La vergüenza me quemaba por dentro. ¿Cómo no lo supe? ¿Cómo no vi el dolor en sus ojos?
—Después de eso —siguió ella—, mi mamá murió y nos mudamos a otra ciudad. Pensé que nunca volvería a verte.
Me mordí los labios para no llorar. Quise abrazarla, decirle que lo sentía, pero las palabras se me atoraban en la garganta.
—¿Y tú? —preguntó ella—. ¿Qué fue de tu vida?
Suspiré. Mi papá nunca volvió a encontrar trabajo estable. Mi hermano cayó en malas compañías y terminó en la cárcel. Yo trabajé desde los quince años limpiando casas para ayudar a mi familia. La vida no fue fácil para ninguna de las dos.
—A veces pienso que todo fue culpa de nuestras familias —dije—. Que si hubiéramos sido más fuertes…
Valeria sonrió tristemente.
—Éramos solo niñas —respondió—. No podíamos contra todo eso.
Nos quedamos calladas un momento. Afuera empezó a llover y las gotas golpeaban el vidrio como si quisieran entrar y mojarlo todo.
—¿Tienes hijos? —pregunté para cambiar de tema.
Ella negó con la cabeza.
—No pude tenerlos —dijo bajito—. Quizá sea mejor así… No quisiera que pasaran por lo mismo que nosotras.
Sentí un vacío extraño. Yo tampoco tenía hijos; nunca encontré el momento ni la persona adecuada. Tal vez porque siempre tuve miedo de repetir los errores del pasado.
De pronto, Valeria tomó mi mano sobre la mesa.
—¿Crees que podamos empezar de nuevo? —preguntó con voz temblorosa.
La miré a los ojos y vi reflejado todo el dolor y la esperanza de nuestra infancia perdida.
—No lo sé —admití—. Pero quiero intentarlo.
Salimos juntas bajo la lluvia, sin paraguas ni miedo al qué dirán. Caminamos despacio por las calles mojadas, hablando de nuestros trabajos mal pagados, de las veces que tuvimos que elegir entre comer o pagar el alquiler, de las noches solitarias y los sueños rotos.

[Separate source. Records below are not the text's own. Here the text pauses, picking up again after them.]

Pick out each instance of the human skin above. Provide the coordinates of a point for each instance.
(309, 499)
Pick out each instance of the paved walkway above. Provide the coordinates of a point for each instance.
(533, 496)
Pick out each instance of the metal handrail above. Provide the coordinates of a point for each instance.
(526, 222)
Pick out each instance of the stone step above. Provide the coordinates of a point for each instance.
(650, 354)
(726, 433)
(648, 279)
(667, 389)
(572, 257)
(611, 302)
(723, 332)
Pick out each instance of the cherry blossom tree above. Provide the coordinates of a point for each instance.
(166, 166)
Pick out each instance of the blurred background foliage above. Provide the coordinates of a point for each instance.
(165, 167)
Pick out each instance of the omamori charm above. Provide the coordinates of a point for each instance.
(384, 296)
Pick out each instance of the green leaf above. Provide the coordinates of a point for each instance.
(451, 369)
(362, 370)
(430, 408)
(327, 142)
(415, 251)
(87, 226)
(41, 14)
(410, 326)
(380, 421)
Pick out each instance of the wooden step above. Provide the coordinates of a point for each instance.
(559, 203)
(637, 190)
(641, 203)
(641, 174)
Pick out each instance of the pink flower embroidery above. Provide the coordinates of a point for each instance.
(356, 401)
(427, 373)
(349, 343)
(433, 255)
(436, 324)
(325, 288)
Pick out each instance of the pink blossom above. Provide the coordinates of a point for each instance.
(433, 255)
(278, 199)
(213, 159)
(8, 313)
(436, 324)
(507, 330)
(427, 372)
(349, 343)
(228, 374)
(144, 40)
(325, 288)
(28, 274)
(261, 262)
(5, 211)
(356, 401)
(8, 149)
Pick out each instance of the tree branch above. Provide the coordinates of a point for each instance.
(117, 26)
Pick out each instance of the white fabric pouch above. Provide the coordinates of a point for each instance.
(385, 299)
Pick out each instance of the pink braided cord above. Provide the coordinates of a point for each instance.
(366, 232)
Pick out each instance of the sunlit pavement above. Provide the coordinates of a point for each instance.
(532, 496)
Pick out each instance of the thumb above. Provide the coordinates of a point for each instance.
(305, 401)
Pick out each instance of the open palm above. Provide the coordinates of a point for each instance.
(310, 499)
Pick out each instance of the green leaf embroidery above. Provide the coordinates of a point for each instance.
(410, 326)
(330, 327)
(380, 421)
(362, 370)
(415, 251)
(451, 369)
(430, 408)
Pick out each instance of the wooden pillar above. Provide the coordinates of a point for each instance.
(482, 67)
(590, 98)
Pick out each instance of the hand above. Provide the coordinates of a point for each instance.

En algún momento nos detuvimos frente a una tienda cerrada y Valeria me abrazó fuerte, como si quisiera recuperar todos los años perdidos en un solo gesto.
Esa noche volví a casa empapada pero con el corazón un poco más liviano. Me senté en la cama y miré al techo oscuro, preguntándome si realmente era posible perdonar el pasado y reconstruir lo que alguna vez fue tan hermoso y tan frágil.
A veces me pregunto: ¿cuántas amistades se pierden por culpa del orgullo o del miedo? ¿Cuántas historias como la nuestra quedan sin un reencuentro? ¿Y si todos tuviéramos el valor de mirar a los ojos del pasado y decir: «quiero intentarlo otra vez»?